Spirit of Aqsa- “Bayangkan anak Anda bangun dini hari menangis kelaparan, tetapi Anda tak punya apa-apa untuk memberinya makan,” ungkap Bassem Hanawi dalam unggahan di Facebook, menggambarkan momen terberat yang ia alami sejak awal perang Israel di Gaza.
Dia melanjutkan, “Pukul lima pagi, anak saya bangun menangis minta makan, tapi tidak ada makanan. Saya hanya bisa mencelupkan roti ke air dan memberikannya.”
Kelaparan melanda bukan hanya anak-anak, tetapi juga orang dewasa yang kini berjuang mencari apa saja untuk mengganjal perut mereka di malam hari.

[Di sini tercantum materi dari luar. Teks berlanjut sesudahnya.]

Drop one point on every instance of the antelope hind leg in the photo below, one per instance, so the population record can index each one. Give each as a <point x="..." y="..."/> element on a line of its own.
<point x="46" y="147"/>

Kisah serupa diceritakan oleh Muin Ad-Dobah, yang bangun tengah malam dengan kelaparan. Karena persediaan makanan semakin minim, ia terpaksa memakan bantuan pangan untuk bayinya. “Tidak ada roti atau tepung, bubur ini saya ambil dari bantuan untuk anak saya yang berusia enam bulan. Seharusnya ini pengganti susu, tapi saya harus memakannya karena sangat lapar. Kami sudah mengurangi makan dari tiga kali menjadi satu kali sehari, tapi kini bahkan makanan itu pun sulit kami dapatkan.”
Warga Gaza menghadapi krisis pangan sejak awal perang pada 7 Oktober 2023, dengan blokade darat, laut, dan udara yang diterapkan oleh Israel, serta penutupan semua jalur masuk barang dan bantuan.
Jumat lalu, Direktur Analisis Keamanan Pangan dan Nutrisi Program Pangan Dunia, Jan Martin Bauer, memperingatkan bahwa “kelaparan bisa terjadi atau sudah sangat dekat” di beberapa wilayah utara Gaza.
Organisasi PBB ini juga mengungkapkan bahwa jumlah truk bantuan yang masuk ke Gaza menurun drastis menjadi hanya 58 truk per hari, dibandingkan sekitar 200 truk pada musim panas lalu.
Tangisan Kelaparan Menggema
Krisis pangan di Gaza semakin memburuk, hingga ungkapan kelaparan memenuhi media sosial. “Saya tidak malu mengakui bahwa saya sangat ingin makan,” tulis Muin Al-Kahlout di platform X. “Saya ingin sayuran, buah, daging, dan ayam, serta keju dan yogurt. Kami sudah lupa rasanya. Bahkan, makanan yang dulunya tak kusukai, jika ada, pasti akan kumakan.”
Ia menambahkan, “Itu saya yang sudah dewasa, bagaimana dengan anak-anak?”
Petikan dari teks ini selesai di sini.